Earlier in the game, the Eagles challenged a fourth-and-inches spot that was ruled just short of a first down. After replay upheld the call on the field, Philadelphia was left with just one more challenge and probably should’ve used it on the lateral.

Instead, the play resulted in a first down for the Seahawks and extended a drive that eventually ended with a touchdown that extended the team’s lead over the Philadelphia Eagles to 24-10 in the fourth quarter.

Challenging would’ve been a roll of the dice for the Eagles, but it’s one that Doug Pederson definitely should’ve gone for.

His earlier decision, a poor one, to challenge a spot factored into why he didn’t throw the red flag on the lateral.

"Real time, it looked fine. It looked legit," Pederson said. "We didn't get all the necessary looks. They hustled to the line, but at the same time, it looked good, and I trust the guys upstairs making those decisions and didn't challenge that. I already challenged one in the half and lost that, so I didn't want to risk another timeout."

By letting that go, Pederson allowed the Seahawks critical momentum and a new set of downs on a drive that ultimately resulted in a touchdown.

You could argue that it didn’t matter and that the Seahawks would have won by one touchdown instead of two.

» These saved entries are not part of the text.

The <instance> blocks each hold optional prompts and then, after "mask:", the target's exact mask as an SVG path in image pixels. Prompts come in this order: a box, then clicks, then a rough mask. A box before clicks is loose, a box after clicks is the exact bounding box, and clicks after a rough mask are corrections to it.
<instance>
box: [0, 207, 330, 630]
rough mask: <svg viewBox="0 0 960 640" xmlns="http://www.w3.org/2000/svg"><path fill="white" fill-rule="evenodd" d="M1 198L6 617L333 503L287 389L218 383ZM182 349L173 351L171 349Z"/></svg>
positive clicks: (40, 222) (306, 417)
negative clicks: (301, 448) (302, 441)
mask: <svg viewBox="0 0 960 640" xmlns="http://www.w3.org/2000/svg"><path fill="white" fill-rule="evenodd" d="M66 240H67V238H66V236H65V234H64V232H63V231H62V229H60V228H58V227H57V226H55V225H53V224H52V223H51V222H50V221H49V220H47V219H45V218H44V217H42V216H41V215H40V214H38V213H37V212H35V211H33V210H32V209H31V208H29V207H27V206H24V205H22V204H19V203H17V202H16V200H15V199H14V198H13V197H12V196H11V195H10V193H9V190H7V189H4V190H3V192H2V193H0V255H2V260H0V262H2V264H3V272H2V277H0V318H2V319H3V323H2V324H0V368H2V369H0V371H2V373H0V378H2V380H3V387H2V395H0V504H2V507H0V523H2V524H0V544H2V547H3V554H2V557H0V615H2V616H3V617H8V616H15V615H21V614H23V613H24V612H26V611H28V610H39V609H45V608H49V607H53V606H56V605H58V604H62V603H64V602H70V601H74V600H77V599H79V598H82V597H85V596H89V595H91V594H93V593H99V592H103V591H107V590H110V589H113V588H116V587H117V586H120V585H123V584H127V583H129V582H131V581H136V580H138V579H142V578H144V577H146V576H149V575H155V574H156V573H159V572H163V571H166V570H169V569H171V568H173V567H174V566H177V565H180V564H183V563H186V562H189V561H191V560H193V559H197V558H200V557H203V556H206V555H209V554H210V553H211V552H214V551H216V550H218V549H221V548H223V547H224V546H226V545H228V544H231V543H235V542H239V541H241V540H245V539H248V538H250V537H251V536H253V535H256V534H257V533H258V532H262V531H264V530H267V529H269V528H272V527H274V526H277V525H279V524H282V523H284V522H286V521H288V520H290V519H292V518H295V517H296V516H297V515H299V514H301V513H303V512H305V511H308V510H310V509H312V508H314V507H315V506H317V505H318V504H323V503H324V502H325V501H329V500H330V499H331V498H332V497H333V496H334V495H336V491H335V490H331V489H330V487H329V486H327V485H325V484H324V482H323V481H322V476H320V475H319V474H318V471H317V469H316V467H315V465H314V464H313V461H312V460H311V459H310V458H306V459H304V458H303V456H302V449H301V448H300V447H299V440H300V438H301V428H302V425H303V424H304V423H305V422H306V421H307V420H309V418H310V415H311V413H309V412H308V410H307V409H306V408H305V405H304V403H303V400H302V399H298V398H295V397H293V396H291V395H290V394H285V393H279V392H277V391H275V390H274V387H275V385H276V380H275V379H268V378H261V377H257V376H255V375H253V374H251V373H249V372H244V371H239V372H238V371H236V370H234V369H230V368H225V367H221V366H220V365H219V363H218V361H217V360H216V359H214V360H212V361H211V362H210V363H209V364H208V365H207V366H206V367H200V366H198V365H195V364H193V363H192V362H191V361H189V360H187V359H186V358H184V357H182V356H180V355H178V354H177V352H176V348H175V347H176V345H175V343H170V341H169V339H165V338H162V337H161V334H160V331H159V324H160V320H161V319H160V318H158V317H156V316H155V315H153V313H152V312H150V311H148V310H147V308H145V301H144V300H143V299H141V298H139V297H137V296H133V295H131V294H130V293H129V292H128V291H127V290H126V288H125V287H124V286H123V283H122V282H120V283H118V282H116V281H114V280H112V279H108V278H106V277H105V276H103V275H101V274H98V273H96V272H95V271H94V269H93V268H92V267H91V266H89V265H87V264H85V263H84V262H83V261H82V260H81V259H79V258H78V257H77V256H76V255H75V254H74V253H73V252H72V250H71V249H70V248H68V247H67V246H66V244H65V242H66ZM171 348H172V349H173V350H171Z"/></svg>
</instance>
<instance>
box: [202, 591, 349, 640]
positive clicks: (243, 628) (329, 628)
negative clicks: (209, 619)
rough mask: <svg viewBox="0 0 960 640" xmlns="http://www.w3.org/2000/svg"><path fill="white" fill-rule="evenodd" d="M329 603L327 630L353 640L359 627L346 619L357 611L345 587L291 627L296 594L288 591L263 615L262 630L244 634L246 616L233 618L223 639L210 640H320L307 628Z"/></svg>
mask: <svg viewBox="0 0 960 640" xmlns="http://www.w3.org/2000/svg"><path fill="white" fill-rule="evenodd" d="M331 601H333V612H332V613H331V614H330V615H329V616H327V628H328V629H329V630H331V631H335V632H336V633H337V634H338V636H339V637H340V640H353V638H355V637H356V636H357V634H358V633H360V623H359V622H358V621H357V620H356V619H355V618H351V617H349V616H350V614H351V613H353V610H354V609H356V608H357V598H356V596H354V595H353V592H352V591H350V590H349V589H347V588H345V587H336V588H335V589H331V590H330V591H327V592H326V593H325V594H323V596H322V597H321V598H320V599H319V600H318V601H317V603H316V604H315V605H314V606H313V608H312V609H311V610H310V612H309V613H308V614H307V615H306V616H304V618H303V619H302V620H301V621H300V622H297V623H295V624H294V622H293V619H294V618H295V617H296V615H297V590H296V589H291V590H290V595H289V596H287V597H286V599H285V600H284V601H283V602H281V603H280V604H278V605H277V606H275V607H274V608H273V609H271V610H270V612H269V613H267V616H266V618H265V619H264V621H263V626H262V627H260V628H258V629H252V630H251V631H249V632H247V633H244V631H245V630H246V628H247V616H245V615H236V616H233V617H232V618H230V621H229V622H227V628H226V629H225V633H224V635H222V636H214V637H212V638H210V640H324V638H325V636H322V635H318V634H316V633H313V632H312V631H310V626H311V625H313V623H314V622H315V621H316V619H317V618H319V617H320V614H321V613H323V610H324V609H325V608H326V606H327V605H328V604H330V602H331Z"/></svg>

Challenging the play and getting it overturned would have kept the game close, changing the dynamics on what the Eagles could have done offensively with seven-and-a-half minutes left in the game.

Those weren’t Pederson’s only struggles with game management on Sunday night. He opted not to go for it on fourth-and-1 in the first quarter near midfield, a situation where the Eagles have found plenty of success this season. A little later in the first half, with 18 seconds left before halftime, Pederson punted instead of going for it on fourth down. Then he did opt to go for it on fourth-and-3 in the fourth quarter when the Eagles were in field-goal range.

Philadelphia is still in fine shape for making the postseason and locking down one of the NFC’s top spots. But one thing’s for sure: The Eagles head coach is going to have to get much better with his coaching decisions if his team’s going to have a real shot at going all the way.